Am Chuenisbärgli gibt es bekanntlich feinen Käse. Als 25-Jähriger arbeiteten Sie bei der Schweizerischen Käseunion in der Werbung. Mögen Sie Schweizer Traditionen?
Als Werbeassistent für Emmentaler, Greyerzer, Tilsiter und Appenzeller reiste ich viel ins Appenzellerland. Zusammen mit dem Fotografen Herbert Mäder besuchte ich Bauern und Käser. Das Urtümliche der Schweiz kennenzulernen, hat mich wahnsinnig beeindruckt. Ich pflegte seit jeher einen starken Bezug zum Bodenständigen – sei es, weil wir viel im Oberland wandern gingen, oder sei es, weil mein Grossvater Adolf Michel stets von seiner Zeit in Adelboden Interlaken und Leissigen erzählte. Von ihm habe ich Wesentliches gelernt: «Grüess Gott wohl» zu sagen – auch zum 50. Mal auf demselben Spaziergang –, jedem Respekt zu zollen und sich umeinander zu kümmern.

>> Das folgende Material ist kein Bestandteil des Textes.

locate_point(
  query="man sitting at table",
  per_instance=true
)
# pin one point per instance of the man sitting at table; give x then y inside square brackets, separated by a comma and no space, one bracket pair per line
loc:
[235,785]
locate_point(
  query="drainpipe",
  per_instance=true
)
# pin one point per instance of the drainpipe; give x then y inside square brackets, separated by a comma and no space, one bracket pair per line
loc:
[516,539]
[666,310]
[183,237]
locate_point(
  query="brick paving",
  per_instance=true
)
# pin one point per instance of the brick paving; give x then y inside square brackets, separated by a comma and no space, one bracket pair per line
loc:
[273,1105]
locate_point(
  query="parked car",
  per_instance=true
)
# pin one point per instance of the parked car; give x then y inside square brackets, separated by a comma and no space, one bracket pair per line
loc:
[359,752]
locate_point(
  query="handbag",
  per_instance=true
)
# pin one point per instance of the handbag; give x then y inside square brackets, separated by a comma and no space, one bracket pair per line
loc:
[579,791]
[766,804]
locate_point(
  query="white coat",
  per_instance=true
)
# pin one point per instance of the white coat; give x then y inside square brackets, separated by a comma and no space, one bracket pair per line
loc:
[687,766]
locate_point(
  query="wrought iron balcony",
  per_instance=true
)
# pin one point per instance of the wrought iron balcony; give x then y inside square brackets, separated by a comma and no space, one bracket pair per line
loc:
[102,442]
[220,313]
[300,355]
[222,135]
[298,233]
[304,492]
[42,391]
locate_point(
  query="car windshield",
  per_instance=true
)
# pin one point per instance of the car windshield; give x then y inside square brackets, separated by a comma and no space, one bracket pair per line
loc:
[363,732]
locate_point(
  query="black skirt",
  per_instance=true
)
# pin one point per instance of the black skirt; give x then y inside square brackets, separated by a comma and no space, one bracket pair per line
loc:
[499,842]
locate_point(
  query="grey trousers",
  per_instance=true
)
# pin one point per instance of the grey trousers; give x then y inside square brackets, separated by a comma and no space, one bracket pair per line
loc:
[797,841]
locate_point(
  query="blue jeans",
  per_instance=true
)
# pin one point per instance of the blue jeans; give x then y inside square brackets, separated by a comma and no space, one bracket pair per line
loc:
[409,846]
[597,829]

Was ist Ihr Motto für den Weltcup?
Wir bedauern als Familie immer wieder, dass wir zu wenig in die Berge kommen. Vielen Städtern ergeht es ähnlich. Dabei spüren wir doch alle sofort, wie uns die Berglandschaft, Weite und frische Luft guttun. Deshalb mein Tipp: «Chömet doch uf Adubode a z Skirenne!»
INTERVIEW YVONNE BALDININI
ZUR PERSON
Philippe Cornu wurde 1959 in Bern geboren. 1985 eröffnete der Musikbegeisterte zusammen mit einem Freund in Thun den Plattenladen ZIG ZAG records, der zum Kultort für Musikfans geworden ist. Das Geschäft besteht heute unter anderer Leitung weiter. 1994 gründete Cornu mit Carlo Bommes die Eventfirma Appalooza productions GmbH, welche das Gurtenfestival übernahm und ihm zu internationalem Ansehen verhalf. 2015 verkaufte Cornu seine Anteile und startete mit Bierhübeli-Booker Pascal Rötheli die Agentur Wildpony AG. Bis Sommer 2018 buchte er damit auf Mandatsbasis die Bands für den Berner Hausberg. «Wildpony» veranstaltet das Seaside-Festival in Spiez, ist für das Programm des Berner Kultur- und Konzertlokals Bierhübeli zuständig, bucht die Giessbach-Sessions im Grandhotel Giessbach in Brienz und wirkt für weitere Grossanlässe in der Region. Cornu ist Vater von sechs Kindern zwischen vier und 38 Jahren.